Chapter 1: Compliance, specifies that under legality provisions, the marketer must not state or otherwise imply that a product can legally be sold if it cannot. In light of the new policy, crypto assets and CFDs are not to be legally sold to UK residents.
Chapter 14: Financial Products, specifies that marketers of these products (whilst the classification itself is inconclusive) will be subject to the FCA guidance when promoting financial products.
Q: So, Emily and Tal, what options do I have now, if I’m active in marketing crypto assets and CFDs?
A: While the marketing of unregulated crypto assets to UK investors is curtailed due to ‘controlled investment’ and ‘controlled activity’, some clients have been successful in getting exemptions for marketing materials.
Under Financial Promotion Order 2005 (FPO), there is a way to have marketing material approved by an FCA-authorized entity before distribution, among other remedies.
Brokers, platforms and affiliates are working closely with our team to have their insertion orders and terms and conditions amended to adequately protect themselves by adding expansive compliance disclaimers and indemnifications clauses, with the goal of making sure that they are protected on one side, but still, work transparently and according to the applicable rules. Compliance is not only a challenge, but also an opportunity for maintaining a successful financial operation, and there are so many successful companies that can be a good example.
Q: Tal, as a courtesy to our readers, without seeing it as legal advice – can you give an example for an update of such a legal agreement.
A: Gladly. A clause we have added to the terms and conditions of one of the leading affiliate networks working in this space was as following:
“The Customer (the Broker) acknowledges that the Company (the Network) is solely acting as an intermediary party, thus, in no manner will the Company be responsible to confirm, monitor or approve compliance by the Customer or any Third Party Provider (the Affiliate) with any and all applicable laws and regulations.
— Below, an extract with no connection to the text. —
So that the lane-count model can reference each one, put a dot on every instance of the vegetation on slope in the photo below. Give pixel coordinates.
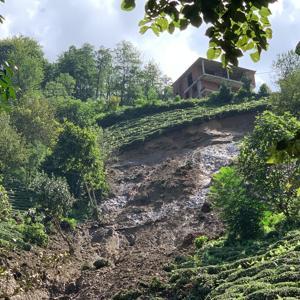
(125, 134)
(262, 269)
The Company is not a party to the transaction carried out by the Customer and its clients and/or the interaction between the Customer and the Third-Party Providers, and such shall be the exclusive responsibility of the Customer”.
Similarly, Brokers had changes in their agreements – both with partners and with traders – where we extended many of the clauses that deal with responsibility and indemnification.
Thank you very much, Tal Itzhak Ron and Emily Helmer from Tal Ron, Drihem & Co., Law Firm for the expert insights and I look forward to meeting you again soon.